Idaho currently has about $130 million in what’s called the Land Bank fund that’s expected to ultimately reach about $240 million. That money is coming from ongoing sales of commercial real estate and residential properties. Those two types of investments have also caused Land Board members to come under fire for competing with private entities.

The $240 million is considered a rare financial windfall for the Land Board. The board is responsible for managing market investments, currently about $2.5 billion, and about 2.5 million acres of state-owned land for the greatest long-term return. The Land Board this fiscal year is expected to generate more than $84 million for distribution.

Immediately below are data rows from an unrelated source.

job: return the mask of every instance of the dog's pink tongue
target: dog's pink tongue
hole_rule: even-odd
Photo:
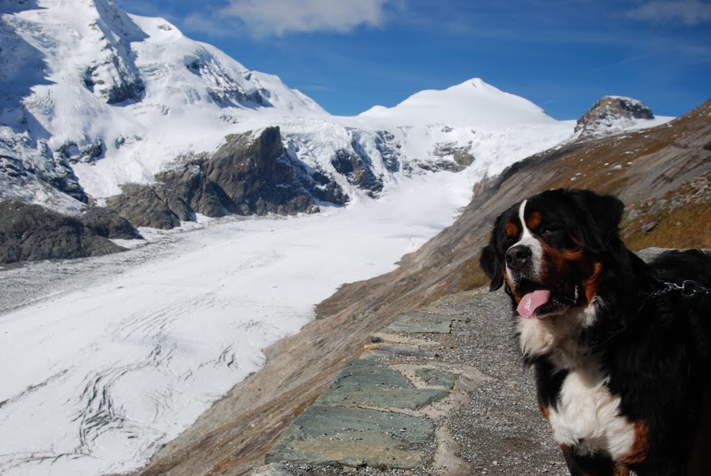
[[[548,302],[550,291],[547,289],[539,289],[533,293],[528,293],[521,298],[516,310],[527,319],[530,319],[536,309]]]

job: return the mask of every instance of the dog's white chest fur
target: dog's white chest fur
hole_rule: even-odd
[[[563,382],[557,408],[549,421],[560,445],[578,445],[578,453],[604,453],[613,459],[630,453],[634,426],[620,415],[620,398],[594,372],[573,370]]]
[[[520,344],[525,355],[546,355],[557,367],[569,372],[556,408],[549,409],[556,442],[577,447],[582,455],[602,453],[618,459],[632,450],[634,425],[620,415],[620,397],[610,391],[606,376],[577,341],[580,330],[595,321],[595,308],[594,301],[562,316],[519,319]]]

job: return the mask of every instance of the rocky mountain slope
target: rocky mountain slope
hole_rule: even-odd
[[[585,139],[534,155],[475,188],[450,227],[400,267],[343,286],[321,318],[266,350],[266,366],[237,384],[162,448],[141,475],[247,474],[283,429],[358,357],[368,336],[397,314],[485,283],[481,247],[495,217],[522,197],[553,187],[617,194],[633,249],[711,247],[711,101],[667,124]],[[651,229],[641,223],[654,220]]]

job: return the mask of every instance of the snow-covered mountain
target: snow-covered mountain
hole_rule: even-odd
[[[572,133],[479,79],[333,117],[277,77],[110,0],[9,0],[0,13],[0,199],[64,213],[152,183],[228,134],[272,126],[289,160],[351,200],[423,171],[501,169]]]

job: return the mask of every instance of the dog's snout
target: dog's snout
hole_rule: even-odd
[[[506,266],[509,269],[520,270],[530,260],[530,248],[523,244],[511,247],[506,251]]]

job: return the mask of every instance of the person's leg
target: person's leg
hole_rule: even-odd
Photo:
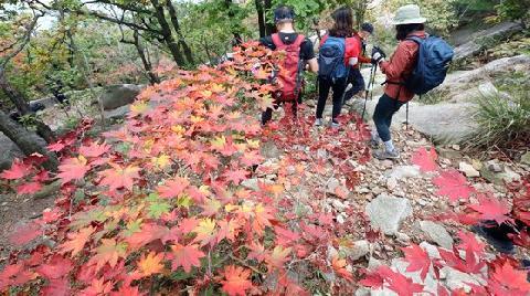
[[[329,88],[331,87],[331,82],[329,80],[320,77],[318,80],[318,103],[317,103],[317,119],[322,119],[324,109],[326,107],[326,101],[329,95]]]
[[[273,119],[273,108],[267,108],[262,113],[262,125],[266,125]]]
[[[344,91],[347,85],[347,78],[336,80],[332,88],[333,88],[333,112],[331,115],[332,123],[338,124],[337,117],[339,117],[340,112],[342,109],[342,102],[344,97]]]
[[[356,87],[356,77],[354,77],[354,68],[350,67],[350,71],[348,72],[348,81],[346,82],[346,88],[348,88],[348,85],[351,84],[350,89],[344,92],[344,103],[348,102],[356,93],[353,93],[353,88]]]

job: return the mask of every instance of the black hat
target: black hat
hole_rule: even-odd
[[[290,7],[278,7],[274,10],[274,23],[295,20],[295,11]]]
[[[369,32],[370,34],[373,34],[373,25],[369,22],[365,22],[361,24],[361,31]]]

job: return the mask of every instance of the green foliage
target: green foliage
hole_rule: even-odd
[[[506,82],[506,83],[502,83]],[[510,98],[504,95],[483,96],[477,98],[475,119],[478,131],[467,142],[471,147],[506,147],[515,141],[530,137],[530,76],[517,73],[512,77],[502,78],[500,91],[507,91]]]

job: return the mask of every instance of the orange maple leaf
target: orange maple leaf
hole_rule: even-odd
[[[201,266],[200,258],[204,257],[204,253],[199,250],[199,245],[197,244],[189,244],[189,245],[181,245],[176,244],[172,245],[171,249],[173,250],[173,262],[171,267],[174,269],[182,266],[184,272],[191,272],[191,266]]]
[[[116,190],[119,188],[132,190],[135,179],[140,178],[138,173],[140,169],[134,166],[128,166],[124,169],[116,163],[110,163],[110,167],[113,168],[99,173],[103,177],[100,184],[108,186],[109,190]]]
[[[248,281],[251,271],[240,266],[229,265],[224,268],[224,278],[222,289],[230,296],[245,296],[245,290],[252,287],[252,282]]]
[[[61,253],[68,253],[72,252],[72,257],[80,253],[85,244],[91,239],[91,235],[94,233],[96,229],[93,226],[88,226],[85,229],[80,230],[77,233],[68,233],[70,241],[63,243],[60,249]]]
[[[161,263],[163,258],[163,253],[150,252],[145,255],[138,262],[138,269],[140,276],[150,276],[152,274],[158,274],[163,269],[163,264]]]
[[[72,180],[80,180],[85,177],[86,172],[91,169],[91,166],[86,163],[86,158],[84,156],[73,157],[62,161],[62,165],[59,166],[57,177],[61,179],[61,182],[67,183]]]
[[[103,239],[102,245],[96,249],[97,253],[91,258],[89,264],[96,264],[98,271],[107,263],[110,267],[114,267],[120,257],[125,257],[126,251],[126,244],[117,244],[114,239]]]

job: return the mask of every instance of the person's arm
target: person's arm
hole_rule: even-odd
[[[414,44],[410,42],[401,42],[395,53],[389,62],[384,59],[379,63],[381,71],[386,75],[389,81],[400,80],[403,72],[414,57]]]
[[[309,65],[309,71],[311,71],[312,73],[318,73],[317,57],[312,57],[311,60],[308,60],[307,64]]]

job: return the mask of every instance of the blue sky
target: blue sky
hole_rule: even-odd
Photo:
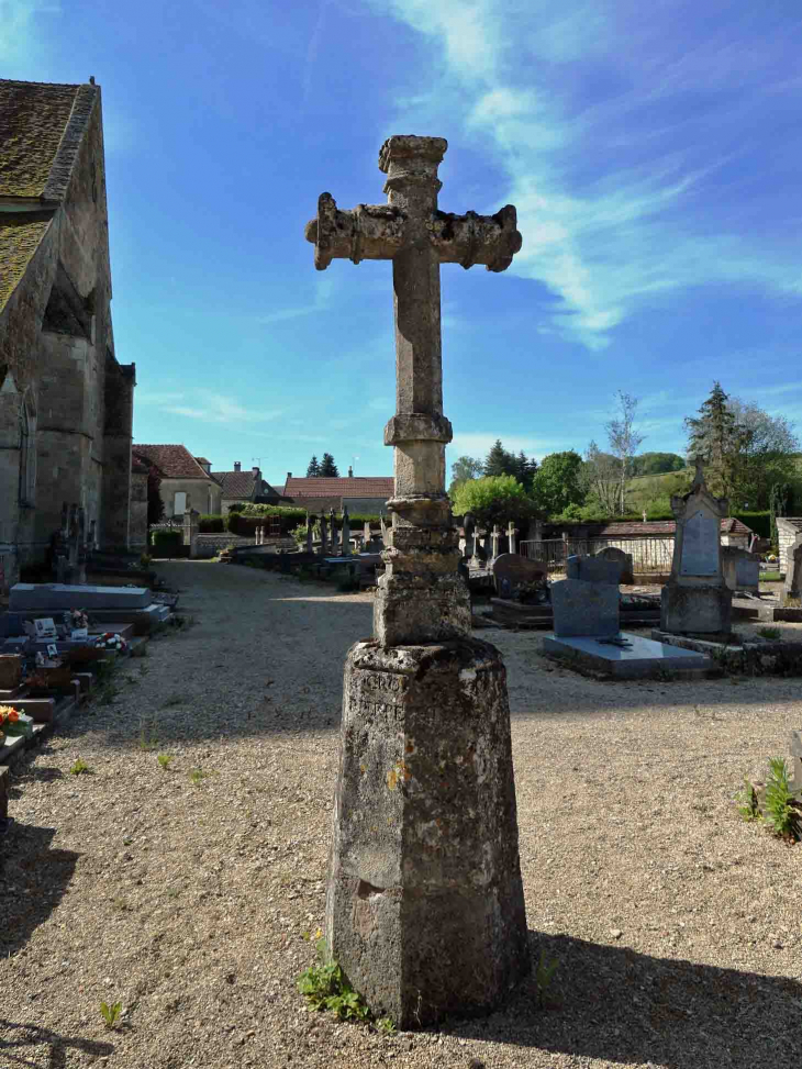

A financial advisor previously recommended the state invest the $240 million in timberland and farmland, diversifying the state’s portfolio and providing a buffer to ups and downs of financial markets. The Land Board, led by then-Gov. C.L. “Butch” Otter, agreed.

Attorney General Lawrence Wasden, Superintendent of Public Instruction Sherri Ybarra, State Controller Brandon Woolf and Secretary of State Lawerence Denney, all Republicans, all predate Little on the Land Board and signed onto that strategy.Little, also a Republican, joined the Land Board when he took office in January 2019, quickly forming a reinvestment subcommittee to examine the strategy. Little, Wasden and a financial expert met five times, with Little and the financial expert voting to put $50 million into financial markets. Wasden opposed the idea.

Wasden on Tuesday, in a written minority opinion, said following the subcommittee’s majority recommendation “ignores a fundamental premise of endowment fund reform and the polity of the Land Board to seek out and rely upon expert opinion rather than the ad hoc decisions by elected officials.”